Ce serait aussi à la fin de l’année 1793, — à l’époque du procès de Lebrun-Tondu qui monta sur l’échafaud le 27 décembre, — qu’auraient été imprimées à Paris de prétendues lettres adressées par Talleyrand à cet ancien ministre et à Mme de Flahaut[2]. Que ces lettres soient des faux, la question ne se pose même pas. Malgré une certaine habileté dans la rédaction, des erreurs matérielles, plus encore le ton général, font clairement voir qu’elles furent fabriquées de toutes pièces par un ennemi de Talleyrand. Il faudrait, a-t-on dit, les attribuer à Collot d’Herbois. Ne seraient-elles pas plutôt l’œuvre d’un émigré sans scrupules, intéressé à perdre Talleyrand près du gouvernement britannique ? Dans ces lettres, en effet, qui contiennent des outrages grossiers à la mémoire de Louis XVI, mêlés à un programme de propagande républicaine à travers la Grande-Bretagne et à un projet de descente sur les côtes d’Irlande et d’Angleterre, tout est calculé pour scandaliser ou irriter le roi George et ses ministres.

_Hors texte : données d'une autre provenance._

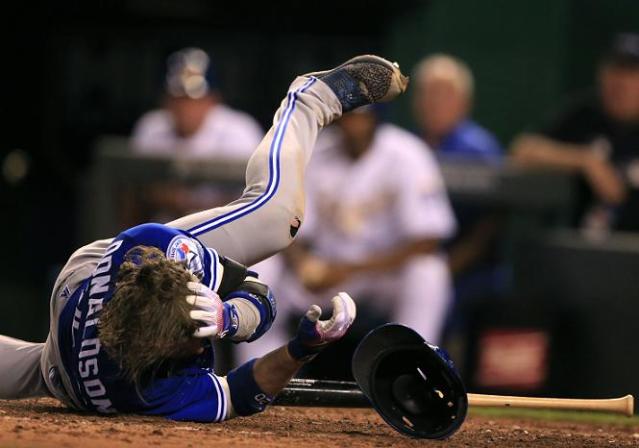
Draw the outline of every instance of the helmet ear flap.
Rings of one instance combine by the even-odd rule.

Quoi qu’il en soit de ces hypothèses, la foudre s’amassait au-dessus de la tête de Talleyrand. Elle éclata le 28 janvier 1794.

  1. Arch. nat., T. 1668 et T. 1685.
  2. Il m’a été impossible de trouver, dans aucune bibliothèque, un seul exemplaire de cette correspondance. Je n’en parle que d’après les larges citations qu’en ont faites Villemarest, Bastide, etc.